We have gathered together information from a multitude of sources and have used this to compile what we believe to be the ultimate guide to grace periods for patents, designs and utility models

What is a Grace Period?

 

In most countries, when obtaining protection for a valid patent, utility model, or design, the subject matter must have novelty over the relative prior art, which refers to any materials that were publicly available before the filing date.  In general, this is an ‘absolute novelty’ requirement.  However, some countries operate a 'grace period' in relation to the novelty requirement. The grace period is whereby publication of the invention or design for a limited period before filing the application for a patent, utility model or registered design does not invalidate the resulting rights.  Usually, such publications are limited to:

 

  • Publication by the inventor/designer or with their authorisation; and
  • Publication of the invention or design made in breach of confidence

What’s the Difference Between a Patent, Utility Model and Registered Design?

 

Patents grant rights over a new technical solution that addresses a specific technical problem, provided such a solution demonstrates an inventive concept.  The scope of protection is determined by the wording of the claims of the patent.  Typically, patents have a maximum duration of 20 years from filing.  Requirements for obtaining patents are that the invention has (1) novelty, meaning it cannot have been disclosed anywhere in the world before the earliest effective filing date, known as the priority date (including publications, public use, or sales), (2) involves an inventive step, meaning it is not obvious to a person skilled in the relevant technical field, and (3) must be capable of being made or used in some kind of industry. Most countries have a patent system.  

Utility Models (also known as short term, or petty patents) protect the technical solutions in much the same way as an invention.  In all respects a utility model is very similar to a patent, except the term is usually shorter, typically 10 years from filing.  The requirements are either ‘novelty only’, or ‘novelty and inventive merit’ or ‘inventive character’, depending on the country. Typically, utility models are easier to obtain than patents because there is either no requirement to show a full inventive step, or the requirement to show inventive merit is much lower than that required for a full patent.  Utility model rights are not uniformly recognised worldwide; many countries do not have a utility model system.  

Registered Designs generally protect the appearance of a product (its aesthetic aspects) rather than technical functionality.  The period for registered designs varies from state to state, with a maximum term typically being between 10 or 25 years from filing, depending on the territory.  There is generally a novelty only requirement for registration.  Protection is by line drawing or photographic representations.  In the UK, the registration of a design gives the registered proprietor the exclusive right to use the design and any design which does not produce on 
the informed user a different overall impression. In determining whether a design produces a different overall impression on the informed user, the degree of freedom of the author in creating his design shall be taken into consideration (ref Section 7 of the United Kingdom’s Registered Designs Act 1949). Other countries have different local novelty requirements. 

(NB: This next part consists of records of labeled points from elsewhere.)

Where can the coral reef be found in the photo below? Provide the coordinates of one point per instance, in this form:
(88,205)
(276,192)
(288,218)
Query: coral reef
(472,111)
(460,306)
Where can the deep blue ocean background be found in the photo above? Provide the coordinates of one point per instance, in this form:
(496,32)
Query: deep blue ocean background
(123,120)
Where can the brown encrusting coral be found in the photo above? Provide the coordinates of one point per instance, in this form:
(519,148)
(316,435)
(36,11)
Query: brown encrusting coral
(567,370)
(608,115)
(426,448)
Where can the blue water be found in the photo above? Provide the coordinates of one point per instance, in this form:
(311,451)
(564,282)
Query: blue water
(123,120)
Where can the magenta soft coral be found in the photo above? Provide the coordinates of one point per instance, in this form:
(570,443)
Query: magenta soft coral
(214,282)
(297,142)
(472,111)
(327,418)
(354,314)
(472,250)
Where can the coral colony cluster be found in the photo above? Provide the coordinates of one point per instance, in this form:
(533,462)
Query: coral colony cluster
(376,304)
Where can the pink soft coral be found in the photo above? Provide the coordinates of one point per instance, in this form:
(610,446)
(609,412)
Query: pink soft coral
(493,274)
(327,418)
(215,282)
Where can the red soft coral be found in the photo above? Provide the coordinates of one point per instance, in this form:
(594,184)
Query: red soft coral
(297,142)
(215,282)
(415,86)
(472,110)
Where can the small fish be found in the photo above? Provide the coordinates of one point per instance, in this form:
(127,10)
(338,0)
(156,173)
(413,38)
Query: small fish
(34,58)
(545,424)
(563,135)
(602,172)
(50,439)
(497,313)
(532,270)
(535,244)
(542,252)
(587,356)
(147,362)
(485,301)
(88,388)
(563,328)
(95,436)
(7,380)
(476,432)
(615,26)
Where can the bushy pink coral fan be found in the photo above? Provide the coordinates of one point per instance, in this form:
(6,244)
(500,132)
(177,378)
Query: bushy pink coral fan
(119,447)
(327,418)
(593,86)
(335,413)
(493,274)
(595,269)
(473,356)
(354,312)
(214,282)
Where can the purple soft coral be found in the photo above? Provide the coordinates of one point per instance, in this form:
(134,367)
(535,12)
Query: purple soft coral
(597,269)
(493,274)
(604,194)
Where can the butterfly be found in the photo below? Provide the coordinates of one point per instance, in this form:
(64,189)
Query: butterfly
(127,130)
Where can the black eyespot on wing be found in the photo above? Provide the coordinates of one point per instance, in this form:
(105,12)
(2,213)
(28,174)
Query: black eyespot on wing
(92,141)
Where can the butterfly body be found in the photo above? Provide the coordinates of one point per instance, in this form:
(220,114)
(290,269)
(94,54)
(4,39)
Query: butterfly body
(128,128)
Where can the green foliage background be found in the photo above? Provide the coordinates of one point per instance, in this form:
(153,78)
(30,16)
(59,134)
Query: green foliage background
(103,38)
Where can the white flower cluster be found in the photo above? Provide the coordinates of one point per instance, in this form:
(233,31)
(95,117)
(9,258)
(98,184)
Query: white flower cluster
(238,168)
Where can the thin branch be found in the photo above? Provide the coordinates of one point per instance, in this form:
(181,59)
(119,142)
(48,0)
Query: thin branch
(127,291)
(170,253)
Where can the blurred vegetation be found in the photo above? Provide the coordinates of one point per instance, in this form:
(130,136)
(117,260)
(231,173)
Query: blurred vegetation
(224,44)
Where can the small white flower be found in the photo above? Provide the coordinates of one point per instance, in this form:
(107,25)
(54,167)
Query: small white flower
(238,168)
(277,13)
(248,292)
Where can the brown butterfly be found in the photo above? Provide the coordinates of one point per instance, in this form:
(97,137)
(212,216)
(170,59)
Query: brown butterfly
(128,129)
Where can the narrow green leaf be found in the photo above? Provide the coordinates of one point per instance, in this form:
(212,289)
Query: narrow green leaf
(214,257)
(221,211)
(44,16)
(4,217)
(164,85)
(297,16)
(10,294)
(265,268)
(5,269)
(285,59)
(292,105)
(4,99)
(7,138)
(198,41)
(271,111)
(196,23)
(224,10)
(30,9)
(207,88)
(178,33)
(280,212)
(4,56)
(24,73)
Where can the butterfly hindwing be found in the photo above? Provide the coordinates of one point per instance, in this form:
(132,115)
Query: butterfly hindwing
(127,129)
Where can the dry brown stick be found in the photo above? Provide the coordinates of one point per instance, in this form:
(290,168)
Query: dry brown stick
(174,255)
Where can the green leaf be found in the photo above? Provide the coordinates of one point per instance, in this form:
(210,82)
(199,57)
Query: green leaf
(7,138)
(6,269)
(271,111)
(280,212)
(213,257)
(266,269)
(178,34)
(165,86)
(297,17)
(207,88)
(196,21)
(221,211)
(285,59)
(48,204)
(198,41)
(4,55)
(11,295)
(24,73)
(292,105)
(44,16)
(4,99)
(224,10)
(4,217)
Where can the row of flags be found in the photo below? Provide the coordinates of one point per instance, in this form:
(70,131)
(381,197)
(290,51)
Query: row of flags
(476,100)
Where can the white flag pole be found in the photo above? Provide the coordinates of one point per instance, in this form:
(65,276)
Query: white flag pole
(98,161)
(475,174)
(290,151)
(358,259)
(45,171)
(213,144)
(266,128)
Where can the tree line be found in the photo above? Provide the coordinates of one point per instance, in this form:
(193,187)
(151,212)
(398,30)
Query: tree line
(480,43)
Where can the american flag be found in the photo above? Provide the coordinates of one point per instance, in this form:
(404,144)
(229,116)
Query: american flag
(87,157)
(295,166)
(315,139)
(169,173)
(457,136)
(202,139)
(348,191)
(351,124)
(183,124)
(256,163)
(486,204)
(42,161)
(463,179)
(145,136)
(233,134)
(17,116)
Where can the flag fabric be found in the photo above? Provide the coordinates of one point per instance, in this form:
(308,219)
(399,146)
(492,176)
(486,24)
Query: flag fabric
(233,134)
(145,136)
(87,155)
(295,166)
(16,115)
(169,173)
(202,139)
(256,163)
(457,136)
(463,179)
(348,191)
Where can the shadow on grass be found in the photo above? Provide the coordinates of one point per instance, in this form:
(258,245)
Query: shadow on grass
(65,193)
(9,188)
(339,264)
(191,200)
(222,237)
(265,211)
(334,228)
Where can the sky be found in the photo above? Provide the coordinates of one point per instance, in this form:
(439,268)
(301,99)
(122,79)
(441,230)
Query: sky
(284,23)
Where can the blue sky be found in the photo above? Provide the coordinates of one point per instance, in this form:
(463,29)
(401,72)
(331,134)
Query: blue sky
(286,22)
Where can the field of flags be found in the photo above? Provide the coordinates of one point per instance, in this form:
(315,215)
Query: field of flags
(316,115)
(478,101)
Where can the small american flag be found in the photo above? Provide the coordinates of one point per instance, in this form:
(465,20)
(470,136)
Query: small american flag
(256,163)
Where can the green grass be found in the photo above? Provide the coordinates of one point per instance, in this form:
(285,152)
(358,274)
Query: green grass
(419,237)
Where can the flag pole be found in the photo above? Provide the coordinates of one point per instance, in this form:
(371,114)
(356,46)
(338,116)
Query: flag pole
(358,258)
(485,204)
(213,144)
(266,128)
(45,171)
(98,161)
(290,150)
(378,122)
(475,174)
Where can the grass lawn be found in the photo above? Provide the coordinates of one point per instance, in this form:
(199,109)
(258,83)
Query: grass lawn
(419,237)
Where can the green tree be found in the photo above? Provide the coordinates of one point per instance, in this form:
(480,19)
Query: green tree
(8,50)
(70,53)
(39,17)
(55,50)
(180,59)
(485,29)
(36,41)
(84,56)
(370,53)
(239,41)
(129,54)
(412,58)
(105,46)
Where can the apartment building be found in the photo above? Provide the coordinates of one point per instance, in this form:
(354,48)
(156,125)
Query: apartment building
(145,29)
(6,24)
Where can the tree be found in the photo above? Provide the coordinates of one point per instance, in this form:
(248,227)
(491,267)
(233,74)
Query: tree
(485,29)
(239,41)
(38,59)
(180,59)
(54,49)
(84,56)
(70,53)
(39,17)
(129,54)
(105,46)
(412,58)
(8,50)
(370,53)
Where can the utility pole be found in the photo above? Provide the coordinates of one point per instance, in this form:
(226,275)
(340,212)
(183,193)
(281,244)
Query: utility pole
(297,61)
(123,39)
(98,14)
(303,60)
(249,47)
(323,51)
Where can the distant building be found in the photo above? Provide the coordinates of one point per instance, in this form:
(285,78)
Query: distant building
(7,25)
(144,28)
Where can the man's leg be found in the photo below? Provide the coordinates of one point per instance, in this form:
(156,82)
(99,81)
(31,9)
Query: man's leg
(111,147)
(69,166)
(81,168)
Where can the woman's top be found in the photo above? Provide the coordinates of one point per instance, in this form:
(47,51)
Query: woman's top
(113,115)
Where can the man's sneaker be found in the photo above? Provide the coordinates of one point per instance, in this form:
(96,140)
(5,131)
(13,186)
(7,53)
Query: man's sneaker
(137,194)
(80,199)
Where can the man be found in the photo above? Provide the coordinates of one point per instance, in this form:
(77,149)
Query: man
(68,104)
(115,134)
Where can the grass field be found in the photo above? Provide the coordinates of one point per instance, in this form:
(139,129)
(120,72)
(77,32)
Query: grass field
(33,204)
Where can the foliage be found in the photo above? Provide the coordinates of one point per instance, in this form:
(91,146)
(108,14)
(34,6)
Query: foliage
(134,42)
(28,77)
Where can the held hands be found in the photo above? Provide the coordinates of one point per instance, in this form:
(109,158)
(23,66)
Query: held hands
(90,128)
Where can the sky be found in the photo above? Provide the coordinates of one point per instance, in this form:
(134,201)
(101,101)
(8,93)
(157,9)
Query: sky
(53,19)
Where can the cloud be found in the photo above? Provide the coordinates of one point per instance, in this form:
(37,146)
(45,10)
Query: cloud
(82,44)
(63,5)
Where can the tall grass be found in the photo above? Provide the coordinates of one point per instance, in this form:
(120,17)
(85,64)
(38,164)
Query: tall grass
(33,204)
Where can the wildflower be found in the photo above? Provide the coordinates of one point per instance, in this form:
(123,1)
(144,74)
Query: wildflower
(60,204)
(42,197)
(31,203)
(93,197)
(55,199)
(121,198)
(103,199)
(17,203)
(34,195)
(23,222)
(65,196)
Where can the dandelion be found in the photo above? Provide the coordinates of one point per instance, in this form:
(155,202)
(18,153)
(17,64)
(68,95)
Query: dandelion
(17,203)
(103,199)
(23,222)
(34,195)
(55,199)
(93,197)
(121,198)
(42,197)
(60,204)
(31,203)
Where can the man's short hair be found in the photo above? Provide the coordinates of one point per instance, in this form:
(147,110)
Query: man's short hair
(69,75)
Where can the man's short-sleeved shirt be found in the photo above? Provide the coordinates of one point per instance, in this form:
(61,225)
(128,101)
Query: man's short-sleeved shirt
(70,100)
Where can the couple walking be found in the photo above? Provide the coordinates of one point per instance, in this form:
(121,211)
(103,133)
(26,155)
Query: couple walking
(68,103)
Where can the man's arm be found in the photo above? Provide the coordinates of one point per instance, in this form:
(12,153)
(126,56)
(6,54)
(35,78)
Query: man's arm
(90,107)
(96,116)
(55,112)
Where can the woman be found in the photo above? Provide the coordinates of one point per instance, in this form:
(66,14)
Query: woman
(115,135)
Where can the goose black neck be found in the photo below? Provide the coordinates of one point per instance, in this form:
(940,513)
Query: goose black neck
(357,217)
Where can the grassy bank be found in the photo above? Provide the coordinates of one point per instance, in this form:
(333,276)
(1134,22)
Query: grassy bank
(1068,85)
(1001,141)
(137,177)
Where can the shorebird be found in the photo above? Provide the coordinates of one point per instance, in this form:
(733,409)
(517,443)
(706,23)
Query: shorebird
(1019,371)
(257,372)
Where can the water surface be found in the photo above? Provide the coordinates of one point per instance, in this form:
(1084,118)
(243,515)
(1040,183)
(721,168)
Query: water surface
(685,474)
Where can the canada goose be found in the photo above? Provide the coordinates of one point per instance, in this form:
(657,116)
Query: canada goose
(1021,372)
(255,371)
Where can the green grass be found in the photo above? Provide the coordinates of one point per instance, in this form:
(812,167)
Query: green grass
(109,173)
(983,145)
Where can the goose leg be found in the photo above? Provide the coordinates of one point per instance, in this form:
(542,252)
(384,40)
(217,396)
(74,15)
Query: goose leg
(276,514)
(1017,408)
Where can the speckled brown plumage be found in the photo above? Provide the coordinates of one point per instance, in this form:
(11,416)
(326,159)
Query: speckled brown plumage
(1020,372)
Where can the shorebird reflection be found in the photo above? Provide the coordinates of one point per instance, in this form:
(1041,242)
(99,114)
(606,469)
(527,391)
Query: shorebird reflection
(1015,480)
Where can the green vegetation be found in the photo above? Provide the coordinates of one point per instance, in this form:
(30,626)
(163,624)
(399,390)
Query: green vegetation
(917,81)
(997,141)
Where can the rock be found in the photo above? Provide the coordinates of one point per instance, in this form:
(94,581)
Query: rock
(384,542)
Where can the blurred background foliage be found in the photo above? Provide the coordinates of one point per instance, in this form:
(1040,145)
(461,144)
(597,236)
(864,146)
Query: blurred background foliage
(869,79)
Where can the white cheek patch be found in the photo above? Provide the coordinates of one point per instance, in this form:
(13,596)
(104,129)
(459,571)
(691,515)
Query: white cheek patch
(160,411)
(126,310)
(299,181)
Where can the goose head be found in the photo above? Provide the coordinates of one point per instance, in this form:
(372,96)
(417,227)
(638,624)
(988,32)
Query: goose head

While they offer a vital second chance, grace periods are far from universal, varying significantly between patents, designs, and utility models, and across different international jurisdictions.  To help navigate these differences, in the following pages we have put together a handy look-up table listed by jurisdiction. We have made best endeavours to ensure that the grace periods listed are correct at the time of writing. Grace periods may have changed since this article was created. Please consult us for up-to-date information on any particular country. 

Public Disclosure

A public disclosure can be made either:

•    By the inventor / designer or with the inventor’s or designers or right holder’s permission; or 
•    In breach of confidence
•    At an exhibition or in a research paper.

The grace periods shown in the table included in the full article download (see below) relate to general public disclosures with the inventor’s, designer’s or right holder’s permission. If a public disclosure is made in breach of an obligation of confidentiality, then some states also allow for valid patent or design rights to be filed by the person entitled to the right, for a short period after public disclosure. These periods are not shown.

If you have situation where a public disclosure has been made in breach of an obligation of confidence, please contact us for specific advice.  Similarly, where the disclosure was made at a conference, in a research paper, by a patent application of the applicant, or at a qualifying exhibition.  In some cases, these types of public disclosures are especially exempted, and specific advice needs to be sought in each country of interest.

 

The presentation of a research paper at an exhibition or conference would be classed as public disclosure

Extension of Existing UK Patents Abroad

 

In many territories - mostly British Overseas Territories, Crown Dependencies, and some Commonwealth nations - you can extend or "re-register" your UK Intellectual Property (IP) rights. This is often faster and cheaper than filing a brand-new application because it relies on the work already done by the UK Intellectual Property Office (UKIPO).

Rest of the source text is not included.